One of the reason for this is most likely the engine it possesses.
Newly designed for 1965, the 232 cubic inch overhead valve in-line 6 in this sedan evolved into the venerable 258 utilized in nearly every Jeep from 1971-1989. My younger brother is looking at a 1984 Jeep Scrambler that has one in it! The engine further evolved into the 4.0 fuel injected version that was used in Jeep products, this time by Chrysler, through 2006. I would say parts are fairly easy to come by for this motor!
The owner also mentioned he is often asked if his car has a 440 engine in it. I laughed and he mentioned the 440 was a trim level.
Rambler offered three different trim levels on the third gen American. 220, 330, and this 440. The differences were basically chrome and more chrome as well as engine size. This one has a three speed column mounted shifter for its manually operated transmission, factory air conditioning and four wheel independent suspension.
The interior of this one is in the same shape as the exterior, or worse. I would suspect trying to find some those missing buttons and knobs is going to be a long term project should this automobile ever be the recepient of a “frame off” restoration. I put “frame off” in quotes as there is no frame for this offering, it is of the unibody design. One of the first for Rambler.
I think the front of this American is interesting, especially the grill. The upper grill is continuous between the headlights while the lower grill does not. A bunch of car designers back in the ’60’s just sitting around thinking up minor chrome design cues like this just amaze this olelongrooffan.
The body of this car is in pretty good shape considering it resides less than two miles from the Atlantic Ocean. Other than a little rust on the hood, some surface rust and that dent on the trunk lid, it is just a few hours work away from a shiny new coat of paint.
And the sides are almost without door dings or other imperfections.

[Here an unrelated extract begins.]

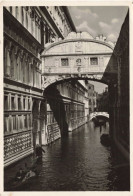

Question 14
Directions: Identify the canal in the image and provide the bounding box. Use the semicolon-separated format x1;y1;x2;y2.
5;122;130;191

As an aside, this third generation American body style was incorporated a few years later for the creation of the
SC/Rambler. This sporty hardtop coupe is worthy of a whole other Curbside Classic, the extended version. I spotted this gaggle of them at a car show recently and still can’t get over it. That sighting was the most I had ever seen in one spot! Ah, to see one out in the wild will be fantastic.
However, my personal favorite American is this one I saw at the same show. This was a barn find up in Georgia and brought home to Daytona Beach several years ago. This vehicle was without engine or transmission and, instead of rodding the heck out of it, the owner put in a period correct 258 with an automatic transmission. I remember it being a ’68.
And why is it my favorite? Did you see the length of the roof on it?